Metadata-Version: 2.0
Name: budou
Version: 0.9.1
Summary: CJK Line Break Organizer
Home-page: https://github.com/google/budou/
Author: Shuhei Iitsuka
Author-email: tushuhei@google.com
License: Apache
Platform: UNKNOWN
Classifier: Development Status :: 3 - Alpha
Classifier: Operating System :: OS Independent
Classifier: Programming Language :: Python
Classifier: License :: OSI Approved :: Apache Software License
Classifier: Topic :: Software Development :: Libraries :: Python Modules
Requires-Dist: google-api-python-client
Requires-Dist: urllib3
Requires-Dist: google-auth (>=1.0.0)
Requires-Dist: google-auth-httplib2
Requires-Dist: html5lib (==1.0b10)
Requires-Dist: docopt
Requires-Dist: six
Requires-Dist: future
Requires-Dist: chardet

Budou 🍇
===========

.. image:: https://badge.fury.io/py/budou.svg
   :target: https://badge.fury.io/py/budou

.. image:: https://travis-ci.org/google/budou.svg?branch=master
   :target: https://travis-ci.org/google/budou

English uses spacing and hyphenation as cues to allow for beautiful and legible
line breaks. Certain CJK languages have none of these, and are notoriously more
difficult. Breaks occur randomly, usually in the middle of a word.

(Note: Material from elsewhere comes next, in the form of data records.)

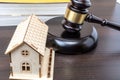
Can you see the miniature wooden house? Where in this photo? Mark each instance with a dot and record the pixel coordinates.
(29, 57)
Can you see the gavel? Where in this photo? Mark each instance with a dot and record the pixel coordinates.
(77, 13)
(70, 41)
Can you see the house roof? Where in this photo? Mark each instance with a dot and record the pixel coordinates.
(32, 32)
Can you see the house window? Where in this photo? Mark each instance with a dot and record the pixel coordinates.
(25, 53)
(25, 67)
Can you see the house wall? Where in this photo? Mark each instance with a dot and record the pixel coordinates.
(17, 59)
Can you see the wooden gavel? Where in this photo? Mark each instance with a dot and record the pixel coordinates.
(77, 13)
(70, 40)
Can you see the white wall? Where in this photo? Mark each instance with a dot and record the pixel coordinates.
(18, 59)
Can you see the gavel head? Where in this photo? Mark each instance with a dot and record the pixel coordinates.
(75, 15)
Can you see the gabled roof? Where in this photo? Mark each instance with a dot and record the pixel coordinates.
(32, 32)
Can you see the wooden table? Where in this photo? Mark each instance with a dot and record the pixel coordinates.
(103, 63)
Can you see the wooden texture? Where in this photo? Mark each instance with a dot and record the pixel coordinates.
(103, 63)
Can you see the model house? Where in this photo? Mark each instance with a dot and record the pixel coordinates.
(30, 59)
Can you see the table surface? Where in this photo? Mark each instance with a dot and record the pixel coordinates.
(103, 63)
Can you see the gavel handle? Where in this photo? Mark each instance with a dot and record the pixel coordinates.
(103, 22)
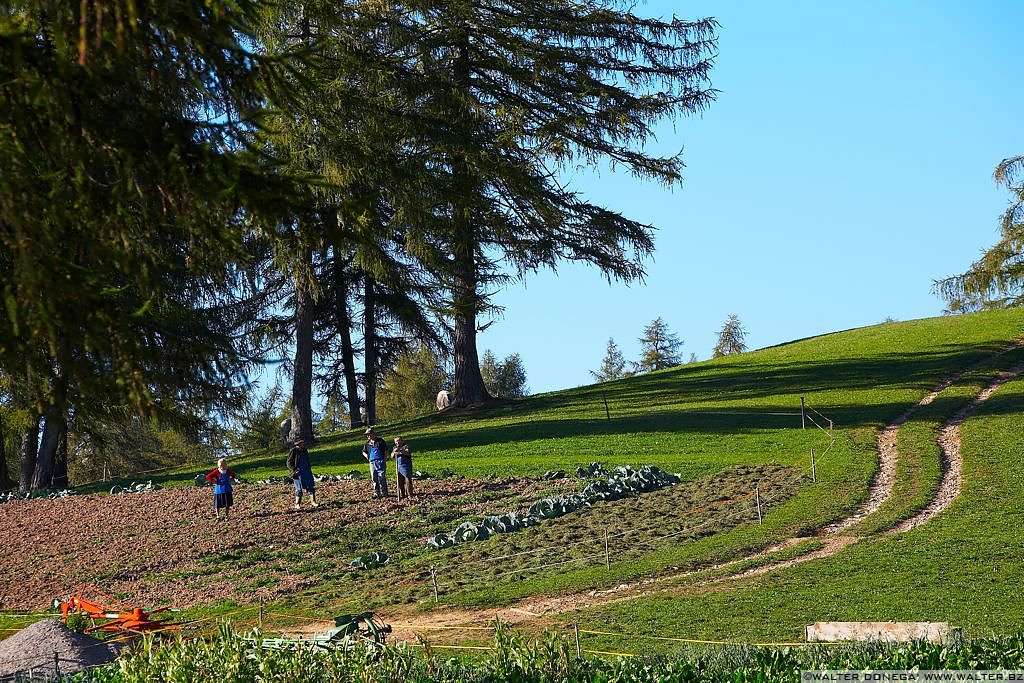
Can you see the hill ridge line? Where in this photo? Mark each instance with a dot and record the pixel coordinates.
(881, 489)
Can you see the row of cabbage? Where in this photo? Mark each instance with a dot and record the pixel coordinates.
(623, 481)
(9, 496)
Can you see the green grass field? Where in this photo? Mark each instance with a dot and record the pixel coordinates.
(731, 427)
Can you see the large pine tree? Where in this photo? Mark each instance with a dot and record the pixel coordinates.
(511, 93)
(126, 187)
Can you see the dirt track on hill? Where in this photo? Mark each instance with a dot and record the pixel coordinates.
(541, 611)
(49, 547)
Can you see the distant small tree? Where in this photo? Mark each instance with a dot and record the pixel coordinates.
(658, 347)
(730, 338)
(506, 379)
(996, 280)
(411, 387)
(613, 365)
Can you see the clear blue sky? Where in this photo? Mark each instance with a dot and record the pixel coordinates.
(846, 165)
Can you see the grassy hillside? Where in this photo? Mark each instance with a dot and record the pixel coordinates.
(731, 427)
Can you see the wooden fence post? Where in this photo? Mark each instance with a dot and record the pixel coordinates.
(607, 558)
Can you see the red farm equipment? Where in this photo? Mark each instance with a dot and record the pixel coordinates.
(125, 620)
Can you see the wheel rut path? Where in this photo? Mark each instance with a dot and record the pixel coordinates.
(540, 611)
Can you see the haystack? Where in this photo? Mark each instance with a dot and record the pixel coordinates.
(49, 642)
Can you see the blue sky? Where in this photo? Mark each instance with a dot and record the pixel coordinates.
(846, 165)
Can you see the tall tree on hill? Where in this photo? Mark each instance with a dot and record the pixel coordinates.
(510, 92)
(996, 280)
(730, 338)
(126, 187)
(612, 366)
(658, 347)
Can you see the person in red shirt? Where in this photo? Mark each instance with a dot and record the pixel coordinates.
(221, 479)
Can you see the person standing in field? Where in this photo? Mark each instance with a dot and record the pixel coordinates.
(221, 480)
(403, 467)
(301, 473)
(375, 451)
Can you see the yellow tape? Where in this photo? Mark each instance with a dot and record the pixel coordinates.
(700, 642)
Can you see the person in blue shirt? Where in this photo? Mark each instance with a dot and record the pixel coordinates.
(375, 451)
(301, 473)
(221, 479)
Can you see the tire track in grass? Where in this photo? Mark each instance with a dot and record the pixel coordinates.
(540, 611)
(952, 460)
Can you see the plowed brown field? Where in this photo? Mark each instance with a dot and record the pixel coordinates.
(156, 548)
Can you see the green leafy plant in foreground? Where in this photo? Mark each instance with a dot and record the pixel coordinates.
(232, 657)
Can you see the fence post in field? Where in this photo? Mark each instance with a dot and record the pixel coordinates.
(607, 557)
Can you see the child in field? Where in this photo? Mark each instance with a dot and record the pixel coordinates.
(375, 451)
(301, 473)
(403, 466)
(221, 480)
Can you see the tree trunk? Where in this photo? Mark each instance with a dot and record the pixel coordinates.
(469, 387)
(60, 464)
(302, 379)
(370, 350)
(30, 447)
(54, 423)
(5, 480)
(344, 323)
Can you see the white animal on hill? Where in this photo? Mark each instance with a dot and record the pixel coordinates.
(443, 400)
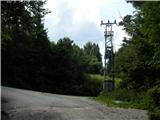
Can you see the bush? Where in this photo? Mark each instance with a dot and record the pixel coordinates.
(92, 86)
(154, 103)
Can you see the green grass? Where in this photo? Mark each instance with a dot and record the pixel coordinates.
(101, 78)
(115, 99)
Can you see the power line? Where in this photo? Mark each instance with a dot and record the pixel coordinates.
(109, 55)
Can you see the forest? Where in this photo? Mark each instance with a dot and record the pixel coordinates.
(31, 61)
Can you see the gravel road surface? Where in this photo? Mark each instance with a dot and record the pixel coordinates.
(18, 104)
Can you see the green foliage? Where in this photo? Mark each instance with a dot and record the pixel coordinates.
(92, 86)
(31, 61)
(154, 103)
(93, 58)
(137, 61)
(124, 98)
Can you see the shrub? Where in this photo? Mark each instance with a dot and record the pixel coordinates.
(154, 103)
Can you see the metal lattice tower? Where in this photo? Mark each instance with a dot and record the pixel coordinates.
(109, 55)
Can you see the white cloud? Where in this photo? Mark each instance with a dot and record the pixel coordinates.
(80, 20)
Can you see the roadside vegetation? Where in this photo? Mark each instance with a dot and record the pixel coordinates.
(137, 62)
(31, 61)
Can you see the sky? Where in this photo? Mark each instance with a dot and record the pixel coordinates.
(80, 20)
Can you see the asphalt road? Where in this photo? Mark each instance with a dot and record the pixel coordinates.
(20, 104)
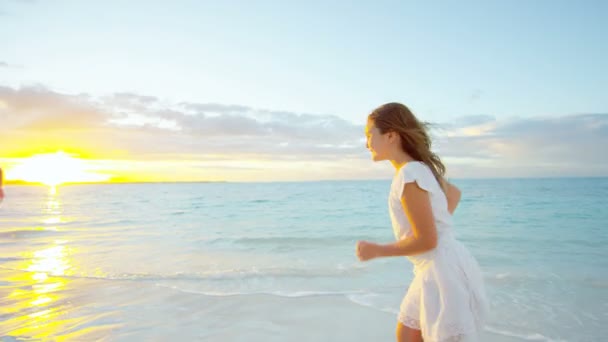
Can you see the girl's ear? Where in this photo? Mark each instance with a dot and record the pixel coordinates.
(392, 136)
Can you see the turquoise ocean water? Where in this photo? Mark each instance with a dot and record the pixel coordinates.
(275, 261)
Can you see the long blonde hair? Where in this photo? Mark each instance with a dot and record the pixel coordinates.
(415, 139)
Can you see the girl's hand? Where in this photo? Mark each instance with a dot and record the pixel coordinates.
(366, 250)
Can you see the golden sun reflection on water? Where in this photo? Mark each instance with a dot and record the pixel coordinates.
(37, 304)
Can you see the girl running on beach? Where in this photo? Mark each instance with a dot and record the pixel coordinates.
(446, 300)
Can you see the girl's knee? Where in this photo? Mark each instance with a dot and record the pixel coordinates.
(406, 334)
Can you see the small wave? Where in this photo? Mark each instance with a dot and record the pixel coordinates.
(528, 337)
(284, 294)
(29, 232)
(213, 275)
(365, 299)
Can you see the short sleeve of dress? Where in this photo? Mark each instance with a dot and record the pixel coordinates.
(420, 174)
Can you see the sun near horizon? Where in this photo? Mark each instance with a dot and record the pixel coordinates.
(54, 169)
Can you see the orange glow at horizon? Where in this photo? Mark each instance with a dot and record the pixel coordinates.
(54, 169)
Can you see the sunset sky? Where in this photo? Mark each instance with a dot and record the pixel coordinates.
(273, 91)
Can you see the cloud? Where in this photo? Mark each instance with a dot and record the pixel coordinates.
(145, 127)
(571, 145)
(137, 127)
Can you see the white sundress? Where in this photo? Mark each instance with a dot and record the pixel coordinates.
(446, 299)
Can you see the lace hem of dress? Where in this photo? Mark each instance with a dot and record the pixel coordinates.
(409, 322)
(456, 333)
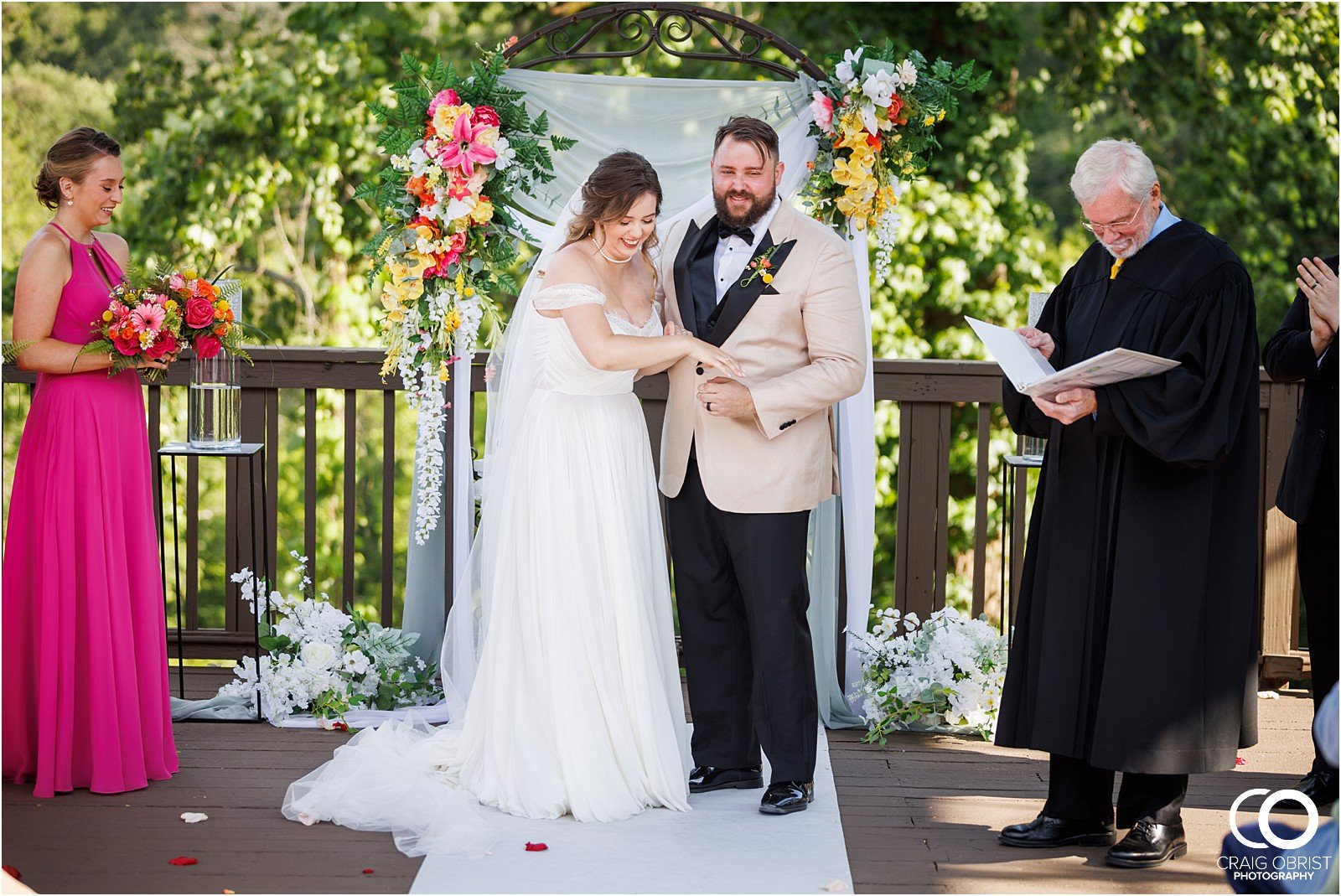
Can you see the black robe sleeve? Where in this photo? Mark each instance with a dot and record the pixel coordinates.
(1023, 415)
(1191, 415)
(1289, 353)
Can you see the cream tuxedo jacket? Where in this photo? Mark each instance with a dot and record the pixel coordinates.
(802, 344)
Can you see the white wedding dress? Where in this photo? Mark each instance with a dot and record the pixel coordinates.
(576, 704)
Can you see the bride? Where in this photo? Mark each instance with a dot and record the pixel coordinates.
(560, 647)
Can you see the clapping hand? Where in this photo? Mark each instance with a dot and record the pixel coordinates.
(1318, 283)
(1068, 406)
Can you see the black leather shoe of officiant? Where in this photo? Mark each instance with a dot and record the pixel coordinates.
(1046, 831)
(1320, 785)
(704, 778)
(1148, 845)
(786, 797)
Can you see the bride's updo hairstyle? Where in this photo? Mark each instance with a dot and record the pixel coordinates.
(612, 189)
(71, 156)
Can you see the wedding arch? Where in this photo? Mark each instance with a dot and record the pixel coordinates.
(672, 121)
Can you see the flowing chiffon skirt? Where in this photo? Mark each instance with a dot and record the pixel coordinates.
(577, 706)
(85, 663)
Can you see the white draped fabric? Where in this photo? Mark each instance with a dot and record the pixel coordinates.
(672, 124)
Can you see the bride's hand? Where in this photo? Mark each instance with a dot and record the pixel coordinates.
(710, 355)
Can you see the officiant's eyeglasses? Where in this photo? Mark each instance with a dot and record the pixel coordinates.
(1099, 230)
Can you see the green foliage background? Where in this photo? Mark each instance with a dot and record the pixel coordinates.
(246, 136)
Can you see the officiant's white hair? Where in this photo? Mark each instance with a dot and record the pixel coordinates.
(1113, 163)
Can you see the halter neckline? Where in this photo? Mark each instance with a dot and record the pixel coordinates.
(87, 246)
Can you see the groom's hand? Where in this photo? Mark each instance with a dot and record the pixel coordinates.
(726, 397)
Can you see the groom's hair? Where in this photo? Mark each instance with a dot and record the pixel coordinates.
(750, 131)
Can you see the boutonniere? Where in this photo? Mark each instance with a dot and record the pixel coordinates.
(761, 267)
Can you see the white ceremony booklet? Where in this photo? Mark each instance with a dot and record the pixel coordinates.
(1032, 375)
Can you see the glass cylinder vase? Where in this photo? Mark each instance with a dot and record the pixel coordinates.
(215, 400)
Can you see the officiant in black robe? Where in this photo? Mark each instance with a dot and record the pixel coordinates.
(1135, 644)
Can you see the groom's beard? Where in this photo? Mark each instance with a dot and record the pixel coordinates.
(759, 205)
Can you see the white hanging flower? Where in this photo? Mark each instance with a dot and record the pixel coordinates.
(880, 87)
(505, 154)
(907, 73)
(318, 655)
(847, 70)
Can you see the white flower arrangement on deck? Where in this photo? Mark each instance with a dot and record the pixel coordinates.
(324, 661)
(943, 675)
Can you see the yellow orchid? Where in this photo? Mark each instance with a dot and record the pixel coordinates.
(419, 262)
(851, 172)
(444, 120)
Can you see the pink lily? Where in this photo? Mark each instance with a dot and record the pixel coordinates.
(463, 151)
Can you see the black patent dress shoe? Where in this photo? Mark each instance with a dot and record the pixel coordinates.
(1046, 831)
(1320, 786)
(1148, 845)
(704, 778)
(786, 797)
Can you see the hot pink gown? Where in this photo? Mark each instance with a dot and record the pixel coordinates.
(85, 660)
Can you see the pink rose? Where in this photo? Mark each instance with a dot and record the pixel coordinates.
(484, 116)
(167, 344)
(822, 107)
(444, 98)
(200, 313)
(207, 346)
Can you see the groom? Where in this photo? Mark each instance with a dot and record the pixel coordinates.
(743, 462)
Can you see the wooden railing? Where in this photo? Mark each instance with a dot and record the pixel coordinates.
(939, 404)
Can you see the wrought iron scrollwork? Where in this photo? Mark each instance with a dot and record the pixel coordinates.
(637, 27)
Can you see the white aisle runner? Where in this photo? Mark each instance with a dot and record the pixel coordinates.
(724, 845)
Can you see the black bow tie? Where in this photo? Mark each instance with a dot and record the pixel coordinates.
(727, 231)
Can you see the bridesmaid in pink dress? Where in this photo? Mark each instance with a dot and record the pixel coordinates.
(85, 659)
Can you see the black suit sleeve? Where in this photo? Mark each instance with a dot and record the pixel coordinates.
(1289, 353)
(1191, 416)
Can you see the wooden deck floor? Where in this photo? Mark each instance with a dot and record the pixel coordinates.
(920, 815)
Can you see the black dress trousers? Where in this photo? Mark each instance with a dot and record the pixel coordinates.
(1080, 791)
(742, 596)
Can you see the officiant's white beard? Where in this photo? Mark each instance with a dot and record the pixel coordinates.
(1130, 246)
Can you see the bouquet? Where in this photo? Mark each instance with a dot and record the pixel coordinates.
(459, 149)
(324, 661)
(875, 118)
(158, 314)
(940, 675)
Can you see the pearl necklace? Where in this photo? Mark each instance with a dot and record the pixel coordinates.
(601, 252)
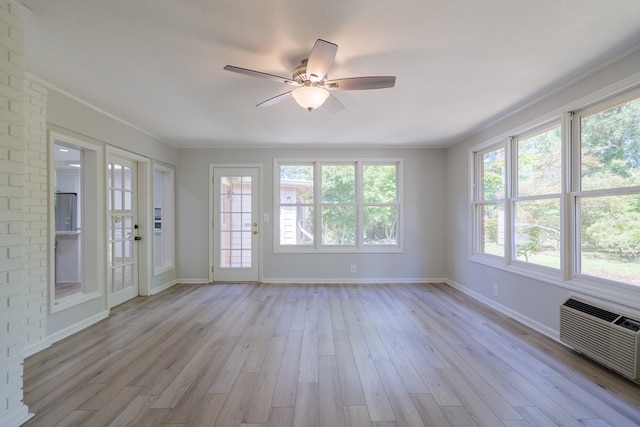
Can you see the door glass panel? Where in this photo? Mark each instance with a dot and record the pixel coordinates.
(235, 221)
(68, 200)
(121, 226)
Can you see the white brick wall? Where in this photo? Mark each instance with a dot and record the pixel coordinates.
(12, 204)
(35, 256)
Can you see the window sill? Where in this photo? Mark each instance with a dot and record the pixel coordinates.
(73, 300)
(624, 296)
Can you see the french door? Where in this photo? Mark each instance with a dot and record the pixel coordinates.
(235, 224)
(122, 279)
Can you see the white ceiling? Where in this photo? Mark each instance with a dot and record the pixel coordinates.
(460, 64)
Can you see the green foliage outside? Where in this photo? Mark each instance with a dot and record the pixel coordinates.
(338, 197)
(609, 218)
(610, 226)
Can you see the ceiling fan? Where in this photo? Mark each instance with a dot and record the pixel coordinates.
(311, 82)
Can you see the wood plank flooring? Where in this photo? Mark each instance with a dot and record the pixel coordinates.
(311, 355)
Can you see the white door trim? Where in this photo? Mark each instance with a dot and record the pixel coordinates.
(212, 167)
(145, 209)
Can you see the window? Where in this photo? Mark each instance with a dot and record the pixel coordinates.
(329, 205)
(607, 191)
(489, 201)
(577, 219)
(163, 218)
(536, 197)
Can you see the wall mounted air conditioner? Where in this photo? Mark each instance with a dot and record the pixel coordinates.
(606, 336)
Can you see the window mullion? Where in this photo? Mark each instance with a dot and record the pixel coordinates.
(317, 205)
(511, 187)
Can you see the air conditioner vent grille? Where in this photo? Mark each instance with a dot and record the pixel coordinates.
(598, 312)
(583, 327)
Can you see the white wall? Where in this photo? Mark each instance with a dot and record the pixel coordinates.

This is a
long standing issue in typography on the web, and results in degradation of
readability.

Budou automatically translates CJK sentences into organized HTML code with
lexical chunks wrapped in non-breaking markup so as to semantically control line
breaks. Budou uses word segmenter to analyze the input sentence, and it
concatenates proper words in order to produce meaningful chunks utilizing
part-of-speech (pos) tagging and syntactic information. Processed chunks are
wrapped with :code:`SPAN` tag, so semantic units will no longer be split at
the end of a line by specifying their :code:`display` property as
:code:`inline-block` in CSS.


Installation
--------------

The package is listed in the Python Package Index (PyPI), so you can install it
with pip:

.. code-block:: sh

   $ pip install budou


How to use
--------------

Budou outputs a HTML snippet wrapping chunks with :code:`span` tags like below.

.. code-block:: html

   <span><span class="ww">常に</span><span class="ww">最新、</span>
   <span class="ww">最高の</span><span class="ww">モバイル。</span></span>

Semantic chunks in the output HTML will not be split at the end of line by
conditioning each :code:`span` tag with :code:`display: inline-block` in CSS.

.. code-block:: css

   .ww {
     display: inline-block;
   }

By using the output HTML from Budou and above CSS conditioning, the sentence
on your webpage will be rendered with legible line breaks like shown below.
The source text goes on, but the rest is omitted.